Last night I watched the film "Margin Call" quite by accident, without a plan to coordinate with the 1st anniversary of Qccupy Wall Street. My friends, there's monkey business going on on Wall Street just in case you don't know, and I'm sad to say that a good many people I talk to do not know. I learned nothing really new from the movie, but it was still a shocker. Real people make decisions to screw other real people, and when the house of cards is about to crash down, real people do what they must to save their asses at the expense of other real people.
Not a few of those who survived the fall of the house of cards, the
survival of the fittest of the buyers and sellers of the junk mortgage
bundles, often came out of the crash with huge salaries and bonuses paid
for by you and me with our tax money. Shocking, incredible? Yes, but that's the way it went.
From the film review in the New York Times:
If no one in this world is patently evil, no one is innocent either.
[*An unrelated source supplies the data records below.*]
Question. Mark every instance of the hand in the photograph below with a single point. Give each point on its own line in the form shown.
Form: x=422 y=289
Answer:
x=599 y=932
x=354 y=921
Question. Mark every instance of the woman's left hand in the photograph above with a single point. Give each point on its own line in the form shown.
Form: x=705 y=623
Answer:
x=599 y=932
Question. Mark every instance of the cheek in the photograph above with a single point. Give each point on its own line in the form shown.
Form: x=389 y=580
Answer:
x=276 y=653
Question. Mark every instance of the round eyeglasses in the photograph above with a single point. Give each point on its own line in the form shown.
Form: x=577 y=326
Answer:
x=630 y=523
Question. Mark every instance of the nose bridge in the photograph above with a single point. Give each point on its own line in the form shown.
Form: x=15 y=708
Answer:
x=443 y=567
A young risk analyst named Peter Sullivan (Zachary Quinto) may be as close as the movie comes to a hero, but it is also possible to see what happens to him as a parable of how the system corrupts and exploits its most decent and honest minions. Working late one night Peter (who we later learn has a Ph.D. in physics) glimpses a sign of the apocalypse lurking in a mathematical model. Recent volatility in the market is threatening the stability of the mortgage-based securities that have been generating most of the company’s profits, and the resulting losses are likely to swallow this bank and make trillions of dollars vanish into thin air.
What follows Peter's discovery seems inevitable.
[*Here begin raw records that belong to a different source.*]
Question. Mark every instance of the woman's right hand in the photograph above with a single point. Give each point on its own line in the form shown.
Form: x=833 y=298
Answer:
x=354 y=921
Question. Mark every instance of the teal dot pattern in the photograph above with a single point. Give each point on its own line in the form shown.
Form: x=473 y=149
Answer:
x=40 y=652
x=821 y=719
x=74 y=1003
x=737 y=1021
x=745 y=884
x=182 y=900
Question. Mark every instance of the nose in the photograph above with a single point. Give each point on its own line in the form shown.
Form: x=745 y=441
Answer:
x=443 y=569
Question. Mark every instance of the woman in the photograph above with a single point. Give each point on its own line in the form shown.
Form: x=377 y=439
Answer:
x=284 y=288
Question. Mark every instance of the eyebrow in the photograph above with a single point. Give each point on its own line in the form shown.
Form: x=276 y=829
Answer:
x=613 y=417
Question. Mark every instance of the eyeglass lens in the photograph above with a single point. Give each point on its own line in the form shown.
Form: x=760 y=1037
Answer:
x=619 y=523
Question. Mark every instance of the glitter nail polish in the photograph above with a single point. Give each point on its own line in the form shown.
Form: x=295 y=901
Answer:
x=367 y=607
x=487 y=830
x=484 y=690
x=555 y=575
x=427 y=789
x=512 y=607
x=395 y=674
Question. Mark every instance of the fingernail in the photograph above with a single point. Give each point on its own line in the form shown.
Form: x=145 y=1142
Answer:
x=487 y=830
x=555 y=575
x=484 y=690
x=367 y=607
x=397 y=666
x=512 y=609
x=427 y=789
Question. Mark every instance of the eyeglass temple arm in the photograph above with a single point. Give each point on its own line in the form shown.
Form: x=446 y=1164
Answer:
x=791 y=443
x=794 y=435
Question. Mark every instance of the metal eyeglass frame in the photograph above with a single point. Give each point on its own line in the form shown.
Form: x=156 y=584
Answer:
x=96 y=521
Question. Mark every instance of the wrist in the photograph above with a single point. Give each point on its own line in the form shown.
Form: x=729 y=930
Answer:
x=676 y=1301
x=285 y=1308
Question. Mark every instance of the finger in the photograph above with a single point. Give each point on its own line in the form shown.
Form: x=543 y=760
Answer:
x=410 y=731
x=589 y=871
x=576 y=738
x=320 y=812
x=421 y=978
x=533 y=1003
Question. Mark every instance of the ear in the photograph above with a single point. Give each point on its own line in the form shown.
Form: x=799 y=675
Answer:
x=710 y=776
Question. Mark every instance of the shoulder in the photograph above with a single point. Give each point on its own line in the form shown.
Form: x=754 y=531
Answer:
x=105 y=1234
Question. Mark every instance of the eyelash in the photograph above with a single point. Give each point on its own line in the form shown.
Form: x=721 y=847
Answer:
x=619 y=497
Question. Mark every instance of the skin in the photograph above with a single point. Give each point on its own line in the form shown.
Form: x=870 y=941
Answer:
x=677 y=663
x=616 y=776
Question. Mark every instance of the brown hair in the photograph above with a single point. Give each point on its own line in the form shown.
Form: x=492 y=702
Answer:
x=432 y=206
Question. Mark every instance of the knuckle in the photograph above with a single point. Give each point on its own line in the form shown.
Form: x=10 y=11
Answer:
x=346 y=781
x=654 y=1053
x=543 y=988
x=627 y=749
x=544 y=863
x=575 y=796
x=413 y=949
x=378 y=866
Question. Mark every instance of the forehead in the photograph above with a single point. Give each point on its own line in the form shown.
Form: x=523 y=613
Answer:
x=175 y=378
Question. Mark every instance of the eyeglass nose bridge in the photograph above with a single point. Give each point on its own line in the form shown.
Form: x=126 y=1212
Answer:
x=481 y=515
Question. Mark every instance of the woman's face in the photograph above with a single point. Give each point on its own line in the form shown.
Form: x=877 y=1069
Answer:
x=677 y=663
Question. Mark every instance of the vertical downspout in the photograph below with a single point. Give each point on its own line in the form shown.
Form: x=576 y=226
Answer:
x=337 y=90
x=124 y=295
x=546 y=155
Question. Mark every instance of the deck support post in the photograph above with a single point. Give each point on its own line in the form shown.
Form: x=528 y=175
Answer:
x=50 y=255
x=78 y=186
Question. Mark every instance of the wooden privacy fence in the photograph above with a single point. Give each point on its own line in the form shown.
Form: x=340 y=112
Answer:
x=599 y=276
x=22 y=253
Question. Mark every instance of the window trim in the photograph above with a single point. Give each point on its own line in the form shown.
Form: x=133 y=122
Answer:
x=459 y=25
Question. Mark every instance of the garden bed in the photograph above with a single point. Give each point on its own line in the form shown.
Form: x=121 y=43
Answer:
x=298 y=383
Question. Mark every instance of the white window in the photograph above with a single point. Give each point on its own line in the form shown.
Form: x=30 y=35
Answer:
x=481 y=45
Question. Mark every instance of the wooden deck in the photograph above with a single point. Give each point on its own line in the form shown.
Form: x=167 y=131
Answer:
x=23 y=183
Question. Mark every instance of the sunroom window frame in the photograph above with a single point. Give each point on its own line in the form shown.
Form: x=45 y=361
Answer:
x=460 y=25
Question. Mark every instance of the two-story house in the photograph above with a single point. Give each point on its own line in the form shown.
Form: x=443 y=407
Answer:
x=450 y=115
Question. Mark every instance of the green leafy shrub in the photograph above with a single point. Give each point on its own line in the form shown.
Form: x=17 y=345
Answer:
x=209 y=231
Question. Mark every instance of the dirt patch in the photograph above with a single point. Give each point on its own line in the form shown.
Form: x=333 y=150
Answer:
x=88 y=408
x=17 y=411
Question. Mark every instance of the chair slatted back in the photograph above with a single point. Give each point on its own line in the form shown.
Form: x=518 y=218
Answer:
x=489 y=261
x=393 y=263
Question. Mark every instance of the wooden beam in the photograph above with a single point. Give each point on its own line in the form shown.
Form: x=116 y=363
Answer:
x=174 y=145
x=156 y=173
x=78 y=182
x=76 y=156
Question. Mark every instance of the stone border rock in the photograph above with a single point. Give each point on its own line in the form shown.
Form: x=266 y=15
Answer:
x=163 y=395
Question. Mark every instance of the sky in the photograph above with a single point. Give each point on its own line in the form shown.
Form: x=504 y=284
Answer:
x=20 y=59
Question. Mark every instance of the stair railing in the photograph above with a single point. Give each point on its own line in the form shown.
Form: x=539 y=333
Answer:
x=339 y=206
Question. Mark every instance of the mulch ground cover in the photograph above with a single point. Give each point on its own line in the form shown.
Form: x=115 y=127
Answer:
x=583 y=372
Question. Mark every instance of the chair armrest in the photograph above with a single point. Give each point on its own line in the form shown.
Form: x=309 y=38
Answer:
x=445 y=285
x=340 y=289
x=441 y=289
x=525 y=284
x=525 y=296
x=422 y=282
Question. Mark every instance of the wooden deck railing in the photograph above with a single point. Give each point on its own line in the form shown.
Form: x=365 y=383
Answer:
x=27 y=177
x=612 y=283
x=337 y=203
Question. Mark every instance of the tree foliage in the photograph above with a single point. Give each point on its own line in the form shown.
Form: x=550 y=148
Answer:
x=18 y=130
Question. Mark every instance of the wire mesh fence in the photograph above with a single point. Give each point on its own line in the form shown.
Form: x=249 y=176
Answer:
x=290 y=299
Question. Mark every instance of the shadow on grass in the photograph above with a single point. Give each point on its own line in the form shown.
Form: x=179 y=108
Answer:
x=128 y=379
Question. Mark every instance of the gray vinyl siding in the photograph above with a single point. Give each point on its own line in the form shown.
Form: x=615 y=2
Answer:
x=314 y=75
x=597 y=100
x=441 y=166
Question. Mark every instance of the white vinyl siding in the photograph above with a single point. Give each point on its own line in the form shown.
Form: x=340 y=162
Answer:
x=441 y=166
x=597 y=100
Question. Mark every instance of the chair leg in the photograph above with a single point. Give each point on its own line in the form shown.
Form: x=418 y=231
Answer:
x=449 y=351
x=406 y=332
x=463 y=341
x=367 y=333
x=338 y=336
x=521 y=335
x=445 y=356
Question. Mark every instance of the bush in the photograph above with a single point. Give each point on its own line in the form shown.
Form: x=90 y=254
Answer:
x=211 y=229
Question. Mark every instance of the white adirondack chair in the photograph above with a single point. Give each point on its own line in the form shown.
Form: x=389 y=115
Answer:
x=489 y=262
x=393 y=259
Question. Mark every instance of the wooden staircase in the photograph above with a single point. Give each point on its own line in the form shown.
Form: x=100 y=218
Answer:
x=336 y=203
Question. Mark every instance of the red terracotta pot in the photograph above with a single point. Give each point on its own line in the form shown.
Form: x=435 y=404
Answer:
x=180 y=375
The most chilling and most believable aspect of “Margin Call”
is how calmly and swiftly its drama of damage control unfolds. A
scapegoat must be found, and a survival plan worked out. The
consequences are acknowledged — those we are living with now — and then
coldly accepted in the name of a vaporous greater good. “We have no
choice.” “There is no choice.” “It’s not like we have a choice.” These
phrases are uttered again and again, by people who truly believe what
they are saying.
So, on it goes, business as usual, with not much evidence of change even as the major recession has not yet run its course.
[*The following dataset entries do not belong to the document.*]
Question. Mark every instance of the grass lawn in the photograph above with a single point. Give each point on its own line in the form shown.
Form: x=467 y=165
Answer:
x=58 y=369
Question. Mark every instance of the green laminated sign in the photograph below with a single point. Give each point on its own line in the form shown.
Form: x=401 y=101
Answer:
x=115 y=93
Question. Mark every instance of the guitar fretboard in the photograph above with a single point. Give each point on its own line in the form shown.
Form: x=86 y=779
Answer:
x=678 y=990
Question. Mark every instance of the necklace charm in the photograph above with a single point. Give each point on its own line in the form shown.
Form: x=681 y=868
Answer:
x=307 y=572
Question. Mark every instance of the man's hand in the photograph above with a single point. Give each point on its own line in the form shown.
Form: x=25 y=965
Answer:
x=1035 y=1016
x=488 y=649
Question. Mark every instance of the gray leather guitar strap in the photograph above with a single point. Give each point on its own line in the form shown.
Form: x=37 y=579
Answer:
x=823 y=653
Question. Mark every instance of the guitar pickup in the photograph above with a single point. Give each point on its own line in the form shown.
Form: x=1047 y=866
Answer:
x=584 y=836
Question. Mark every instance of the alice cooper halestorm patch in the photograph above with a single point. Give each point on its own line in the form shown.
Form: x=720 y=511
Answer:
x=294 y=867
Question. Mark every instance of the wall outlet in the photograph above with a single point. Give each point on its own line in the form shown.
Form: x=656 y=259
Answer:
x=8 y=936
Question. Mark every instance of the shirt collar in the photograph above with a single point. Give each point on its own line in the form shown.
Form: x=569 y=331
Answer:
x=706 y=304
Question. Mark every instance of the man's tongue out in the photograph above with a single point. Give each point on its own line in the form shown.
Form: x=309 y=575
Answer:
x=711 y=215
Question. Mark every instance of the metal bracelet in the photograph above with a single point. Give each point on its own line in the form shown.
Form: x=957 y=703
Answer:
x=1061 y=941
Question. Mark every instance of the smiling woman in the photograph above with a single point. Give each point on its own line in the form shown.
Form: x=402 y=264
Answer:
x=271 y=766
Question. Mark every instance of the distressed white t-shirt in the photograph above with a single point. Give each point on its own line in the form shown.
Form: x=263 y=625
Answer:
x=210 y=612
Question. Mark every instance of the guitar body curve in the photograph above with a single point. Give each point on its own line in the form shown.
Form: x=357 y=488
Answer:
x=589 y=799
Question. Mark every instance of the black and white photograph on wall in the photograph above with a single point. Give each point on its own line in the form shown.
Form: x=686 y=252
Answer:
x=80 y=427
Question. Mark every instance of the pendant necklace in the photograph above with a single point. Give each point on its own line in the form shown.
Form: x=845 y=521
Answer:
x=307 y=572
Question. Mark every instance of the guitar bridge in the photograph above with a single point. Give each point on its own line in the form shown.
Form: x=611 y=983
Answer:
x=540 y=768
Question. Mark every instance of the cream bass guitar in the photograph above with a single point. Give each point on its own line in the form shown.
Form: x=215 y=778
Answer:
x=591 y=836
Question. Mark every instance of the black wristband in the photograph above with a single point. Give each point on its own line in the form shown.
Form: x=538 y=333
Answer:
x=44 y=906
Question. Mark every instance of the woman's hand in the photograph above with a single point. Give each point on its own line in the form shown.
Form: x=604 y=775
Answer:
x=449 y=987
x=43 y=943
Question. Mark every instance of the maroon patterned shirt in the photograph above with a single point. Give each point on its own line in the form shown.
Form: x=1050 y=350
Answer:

Some say Occupy Wall Street is weakened or even dying. Occupy (or something like it) is not dead. Don't
forget that throughout the world, there are many more have-nots than
there are haves. The movement to bring about a greater measure of equality, the struggle of the have-nots and
those who sympathize with them to stand against the haves will continue.
Movements can take decades to produce results. Yes, it's discouraging that change does not come more quickly. Most people in the US are not yet ready to take real risks to bring about change, but it's a mistake to think
the movement is dead.
Dozens of arrests were reported on Monday, the first anniversary of the Occupy Wall Street movement, as protesters converged near the New York Stock Exchange and tried to block access to the exchange.
Police
officers and protesters squared off at various points on the blocks
near the Stock Exchange. At various points protesters tried to block
sidewalks leading to the Stock Exchange, but were dispersed by the
police. Officers had set up barricades on several streets leading to the
exchange and were asking identification from workers seeking to gain
access.
Why are people being arrested? Why are people walking on public streets required to show IDs?